On a related note: naively, I would think that $\int dE \space\rho(E)$ (I am not sure what the integration bound should be) will give me the number of particles per unit volume, but it doesn't seem to be the case. For example, if I treat the free particle case $\left(E'=\frac{\hbar ^2k'^2}{2m}\right)$, I have $$\int dE \space\rho(E) =\int \frac{d^3k'}{(2\pi)^3}\int dE \space \delta(E-E')=\int \frac{d^3k'}{(2\pi)^3}E'=\int \frac{d^3k'}{(2\pi)^3}\frac{\hbar ^2k'^2}{2m}=\frac{\hbar^2}{(2\pi)^32m}\int (4\pi)k'^4 dk'=\frac{\hbar^2k^5}{5(2\pi)^2m}$$
which doesn't even seem dimensionally correct.

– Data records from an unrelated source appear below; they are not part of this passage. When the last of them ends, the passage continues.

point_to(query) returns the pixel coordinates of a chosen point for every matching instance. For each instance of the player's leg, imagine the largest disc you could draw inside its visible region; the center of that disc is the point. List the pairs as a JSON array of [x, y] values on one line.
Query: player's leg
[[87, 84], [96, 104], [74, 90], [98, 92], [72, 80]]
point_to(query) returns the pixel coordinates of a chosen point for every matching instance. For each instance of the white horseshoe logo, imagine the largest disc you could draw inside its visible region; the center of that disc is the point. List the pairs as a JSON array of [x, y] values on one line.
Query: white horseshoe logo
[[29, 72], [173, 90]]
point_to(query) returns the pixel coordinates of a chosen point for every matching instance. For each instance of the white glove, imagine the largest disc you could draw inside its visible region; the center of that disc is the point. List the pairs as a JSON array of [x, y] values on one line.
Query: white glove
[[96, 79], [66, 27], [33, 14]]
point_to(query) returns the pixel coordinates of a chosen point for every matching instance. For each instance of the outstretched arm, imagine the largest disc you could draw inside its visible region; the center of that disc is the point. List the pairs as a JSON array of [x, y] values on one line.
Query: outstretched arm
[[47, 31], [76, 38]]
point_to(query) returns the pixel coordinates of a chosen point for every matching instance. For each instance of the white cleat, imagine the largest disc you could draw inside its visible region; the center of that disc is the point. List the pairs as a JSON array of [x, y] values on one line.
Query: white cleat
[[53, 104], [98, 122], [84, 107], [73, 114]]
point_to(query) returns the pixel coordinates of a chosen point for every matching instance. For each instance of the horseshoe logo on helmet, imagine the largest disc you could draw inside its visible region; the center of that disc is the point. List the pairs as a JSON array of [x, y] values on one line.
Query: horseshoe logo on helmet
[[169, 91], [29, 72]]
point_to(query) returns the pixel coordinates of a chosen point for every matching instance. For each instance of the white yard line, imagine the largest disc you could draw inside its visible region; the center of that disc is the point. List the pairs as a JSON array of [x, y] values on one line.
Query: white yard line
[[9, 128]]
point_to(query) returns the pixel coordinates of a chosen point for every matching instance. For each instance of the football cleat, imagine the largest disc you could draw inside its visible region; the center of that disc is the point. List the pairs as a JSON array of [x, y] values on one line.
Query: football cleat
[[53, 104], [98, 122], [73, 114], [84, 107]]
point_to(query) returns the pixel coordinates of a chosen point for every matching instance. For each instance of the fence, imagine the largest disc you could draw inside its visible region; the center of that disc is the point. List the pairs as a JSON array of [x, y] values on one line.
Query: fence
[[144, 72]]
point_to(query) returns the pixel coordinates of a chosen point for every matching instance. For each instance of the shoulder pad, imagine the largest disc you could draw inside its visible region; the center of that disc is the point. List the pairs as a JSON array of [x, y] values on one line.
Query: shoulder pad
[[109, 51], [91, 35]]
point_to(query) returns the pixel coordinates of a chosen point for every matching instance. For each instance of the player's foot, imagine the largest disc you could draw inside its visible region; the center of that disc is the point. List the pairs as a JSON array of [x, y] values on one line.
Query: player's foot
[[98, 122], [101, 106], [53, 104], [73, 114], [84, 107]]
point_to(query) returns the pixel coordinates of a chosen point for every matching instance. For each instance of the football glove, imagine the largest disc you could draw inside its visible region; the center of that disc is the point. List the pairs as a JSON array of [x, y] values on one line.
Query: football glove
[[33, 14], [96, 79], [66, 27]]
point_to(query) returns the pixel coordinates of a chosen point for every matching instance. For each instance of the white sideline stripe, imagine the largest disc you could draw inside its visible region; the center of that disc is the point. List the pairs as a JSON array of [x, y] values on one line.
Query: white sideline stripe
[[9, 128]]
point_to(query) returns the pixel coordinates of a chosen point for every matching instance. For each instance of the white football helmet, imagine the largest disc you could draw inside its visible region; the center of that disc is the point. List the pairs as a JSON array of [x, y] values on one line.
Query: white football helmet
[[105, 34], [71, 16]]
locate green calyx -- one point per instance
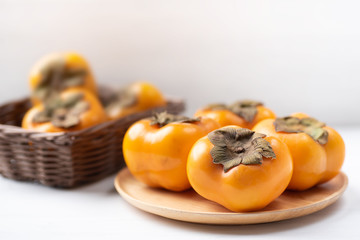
(245, 109)
(235, 146)
(55, 77)
(63, 113)
(310, 126)
(164, 118)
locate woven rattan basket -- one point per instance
(64, 159)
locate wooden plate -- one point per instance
(190, 207)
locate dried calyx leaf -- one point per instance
(63, 113)
(310, 126)
(235, 146)
(164, 118)
(245, 109)
(124, 98)
(56, 77)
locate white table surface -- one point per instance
(96, 211)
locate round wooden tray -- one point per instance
(190, 207)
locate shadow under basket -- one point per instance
(66, 159)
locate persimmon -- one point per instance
(317, 150)
(57, 72)
(156, 149)
(72, 110)
(241, 113)
(238, 168)
(136, 97)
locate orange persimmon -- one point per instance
(317, 150)
(136, 97)
(242, 113)
(156, 149)
(72, 110)
(240, 169)
(59, 71)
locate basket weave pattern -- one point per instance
(64, 159)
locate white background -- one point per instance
(292, 55)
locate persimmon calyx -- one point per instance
(56, 77)
(63, 113)
(233, 147)
(310, 126)
(163, 118)
(245, 109)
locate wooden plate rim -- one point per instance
(319, 205)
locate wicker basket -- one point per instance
(64, 159)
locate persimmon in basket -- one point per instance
(136, 97)
(317, 150)
(244, 113)
(240, 169)
(156, 149)
(72, 110)
(57, 72)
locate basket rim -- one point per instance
(37, 134)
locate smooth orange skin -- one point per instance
(72, 60)
(94, 115)
(148, 96)
(244, 187)
(313, 163)
(157, 156)
(226, 117)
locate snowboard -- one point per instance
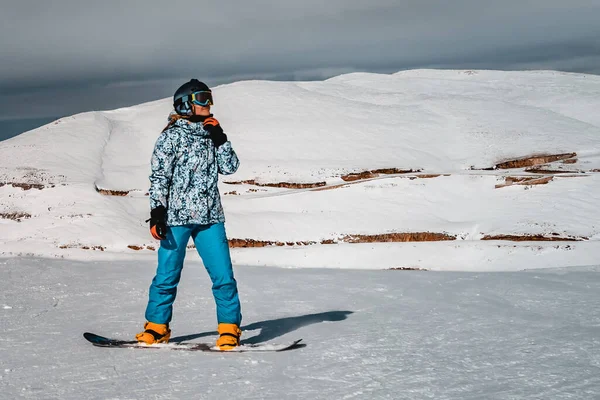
(101, 341)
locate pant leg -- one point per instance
(163, 289)
(212, 246)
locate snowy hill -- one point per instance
(409, 170)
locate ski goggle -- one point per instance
(203, 98)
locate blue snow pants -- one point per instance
(211, 244)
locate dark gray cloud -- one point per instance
(76, 56)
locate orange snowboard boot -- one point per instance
(229, 336)
(154, 333)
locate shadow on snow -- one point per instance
(274, 328)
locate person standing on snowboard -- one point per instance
(185, 202)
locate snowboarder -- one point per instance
(185, 202)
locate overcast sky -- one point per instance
(61, 57)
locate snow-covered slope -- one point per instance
(301, 138)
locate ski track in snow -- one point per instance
(368, 334)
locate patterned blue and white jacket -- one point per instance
(185, 166)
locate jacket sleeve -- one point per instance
(162, 165)
(227, 159)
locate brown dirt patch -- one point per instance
(534, 160)
(109, 192)
(15, 215)
(512, 180)
(355, 176)
(398, 237)
(380, 238)
(545, 170)
(24, 186)
(287, 185)
(79, 246)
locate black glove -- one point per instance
(212, 126)
(158, 223)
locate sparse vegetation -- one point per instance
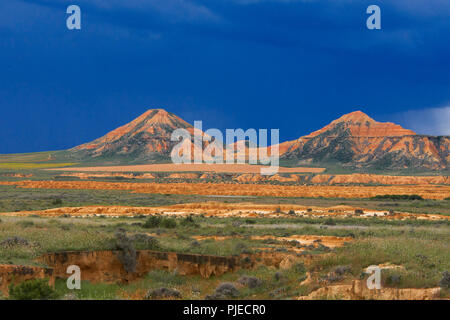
(37, 289)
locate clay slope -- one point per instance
(146, 137)
(356, 140)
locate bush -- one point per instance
(225, 290)
(168, 223)
(37, 289)
(251, 282)
(155, 222)
(127, 252)
(146, 241)
(445, 281)
(397, 197)
(329, 222)
(25, 224)
(14, 241)
(57, 202)
(152, 222)
(188, 222)
(162, 293)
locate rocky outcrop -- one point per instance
(358, 178)
(146, 137)
(87, 176)
(105, 266)
(356, 140)
(358, 290)
(183, 176)
(17, 175)
(16, 274)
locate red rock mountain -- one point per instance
(354, 140)
(146, 137)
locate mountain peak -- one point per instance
(361, 125)
(356, 117)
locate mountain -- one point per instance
(356, 140)
(146, 137)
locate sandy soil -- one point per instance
(426, 191)
(224, 210)
(231, 168)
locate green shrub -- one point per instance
(188, 222)
(168, 223)
(57, 202)
(37, 289)
(152, 222)
(397, 197)
(25, 223)
(329, 222)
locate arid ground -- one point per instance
(214, 235)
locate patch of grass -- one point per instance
(24, 165)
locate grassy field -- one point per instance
(420, 247)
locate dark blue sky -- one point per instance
(287, 64)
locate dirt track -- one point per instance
(225, 210)
(426, 191)
(169, 167)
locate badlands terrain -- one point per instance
(156, 231)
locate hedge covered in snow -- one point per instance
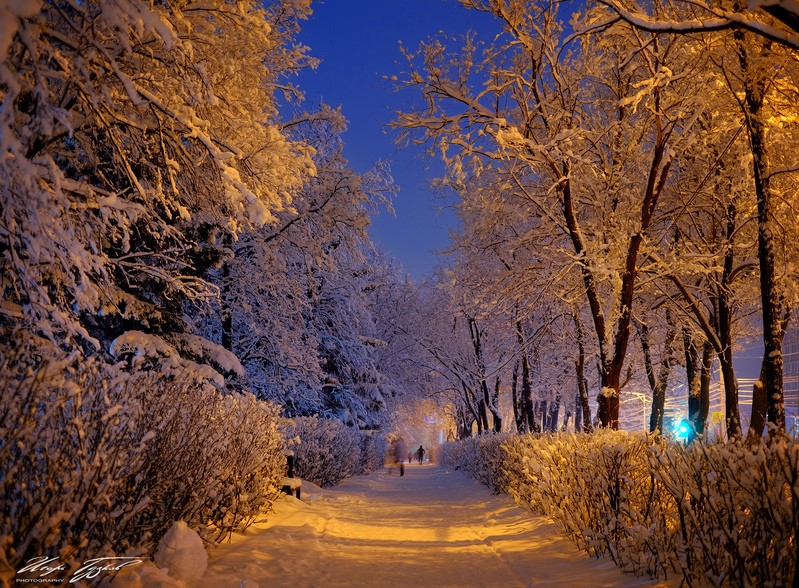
(328, 451)
(715, 514)
(98, 460)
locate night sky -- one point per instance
(358, 43)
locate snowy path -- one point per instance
(430, 528)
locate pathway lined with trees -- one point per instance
(431, 527)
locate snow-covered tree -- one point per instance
(132, 133)
(589, 135)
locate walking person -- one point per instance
(399, 454)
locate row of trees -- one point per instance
(168, 202)
(615, 179)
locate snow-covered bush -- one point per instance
(719, 514)
(738, 510)
(374, 450)
(481, 457)
(329, 451)
(95, 460)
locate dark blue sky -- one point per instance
(358, 43)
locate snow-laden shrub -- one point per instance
(329, 451)
(737, 508)
(97, 461)
(481, 457)
(719, 514)
(374, 450)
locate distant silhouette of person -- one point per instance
(400, 450)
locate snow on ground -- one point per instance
(430, 528)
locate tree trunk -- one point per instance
(692, 376)
(486, 402)
(495, 407)
(518, 414)
(554, 413)
(527, 388)
(225, 303)
(582, 385)
(771, 300)
(757, 420)
(704, 387)
(659, 385)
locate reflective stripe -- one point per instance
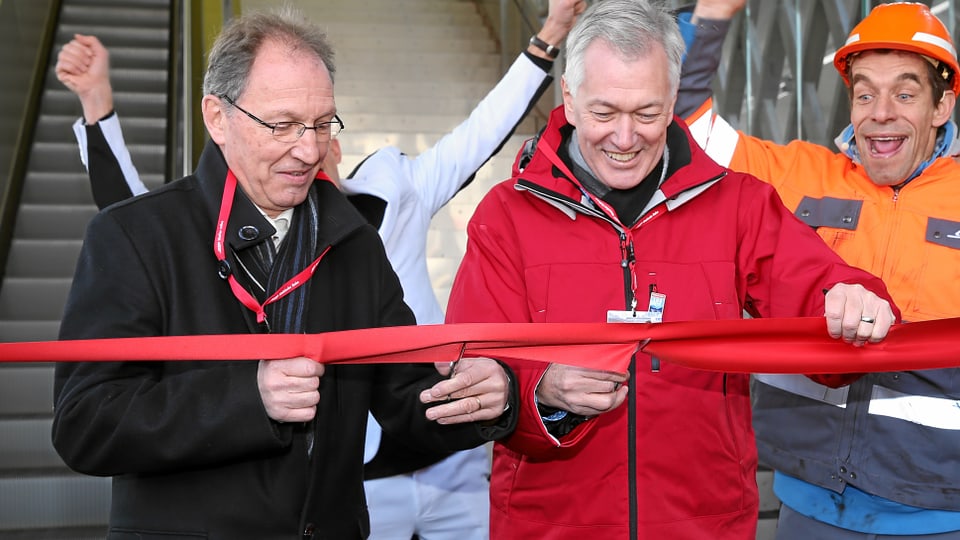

 A: You'll generally be interested in the density of states of a system with a non-trivial dispersion, like the bands in a crystal $\epsilon_{n}(\vec k)$. For physical intuition, I think it helps to write the density of states per unit volume a little more suggestively (G&Y eq. 7.94):
$$\rho_n(E)=\int_{BZ}\frac{d^3\vec {k'}}{(2\pi)^3}\delta\left(E-\epsilon_n(\vec {k'})\right)$$
This equation answers the question, "in the $n^{th}$ band, how many states are there per unit volume at energy $E$?" The integral probes all momenta in BZ, and when it comes across a $\vec k$ mapped to $E$ by $\epsilon_n(\vec k)$, the delta function "clicks," thereby counting the contribution of that state to the total number of states at energy $E$. In this way, you count the degeneracy at energy $E$.
Since $\rho_n(E)$ counts the states in band $n$ at a given energy $E$, integrating over $E$ and summing over $n$ gives the total number of states per unit volume.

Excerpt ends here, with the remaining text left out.